Fresh off announcing a more than doubling in net rental income in the six months ended 30 September to £193.1m, buoyed by its acquisition of LXi for £1.9bn earlier this year and a focus on “winning” sectors, Jones is hungry for more deals.

Not hungry, compelled. “It’s my job,” he told EG. “Just as it is my job to buy an asset or a portfolio, it is my job to buy companies.”

He said he believed there was a mispricing of many of the small-cap listed REITs and that it was “beholden upon those who can afford it, and have got the right rating, to do something about it”.

He added: “Why wouldn’t I try to buy a company at a 10% discount to NAV?”

Material discounts

While Jones would not been drawn on where he was looking to buy, he said he saw opportunity across smaller REITs where poor structures, lack of scale, limited alignment of interest and legacy investment strategies had led to material discount ratings.

“The days of easy money for externally managed small-cap REITs with little in the way of shareholder alignment seems a very distant memory,” said Jones. “As a result, we continue to believe that there are further opportunities for consolidation, with investors increasingly focused on larger, scalable and more efficient propositions. After all, boards have a duty of care to their shareholders.”

There are 19 REITs listed on the London Stock Exchange with market caps of less than £1bn. More than half are externally managed and several, including Supermarket REIT, Urban Logistics REIT, Warehouse REIT, Target Healthcare REIT and Care REIT, are within LondonMetric’s favoured asset classes.

“You have to wonder what the purpose of the small cap is,” Jones told EG. “If you’re less than £1bn and you’re externally managed then I don’t see where your future lies in the listed space.”

“That doesn’t mean we like them all, by the way,” he added.

What LondonMetric does like, however, is collecting rent, and Jones is sticking by the firm’s conviction to buy income and stay away from development.

“There are a lot of businesses out there in our sector that haven’t really embraced the REIT structure and are having to develop to buy growth in their income going forward,” he said. “We don’t have to develop anything to build growth. We just have to collect rent.”

Pregnant growth

Jones said LondonMetric had at least three or four years of “pregnant growth” that would mean its strong net rental income growth would continue. He cited some £26m of net rental uplift over the next 18 months as an example.

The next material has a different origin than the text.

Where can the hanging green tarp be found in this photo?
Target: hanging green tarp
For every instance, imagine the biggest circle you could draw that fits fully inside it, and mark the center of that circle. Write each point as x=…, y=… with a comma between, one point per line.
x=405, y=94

“We believe that income and income growth are the defining characteristics of long-term real estate investing and deliver superior total returns,” said Jones. “Our income approach and focus on macro trends frames our capital allocation into the winning sectors and mission-critical assets that are benefiting from evolving consumer behaviour.”

He added: “Our job is to allocate capital into real estate sectors where it will be treated best by looking for new trends and changes in direction. There is no substitute for being aware and always prepared to pivot.

“Our decisions remain heavily influenced by the macro environment, consumer behaviour and demand/supply dynamics. After all, no matter how great the intelligence or how hard the work, the macro will always outrun the micro.”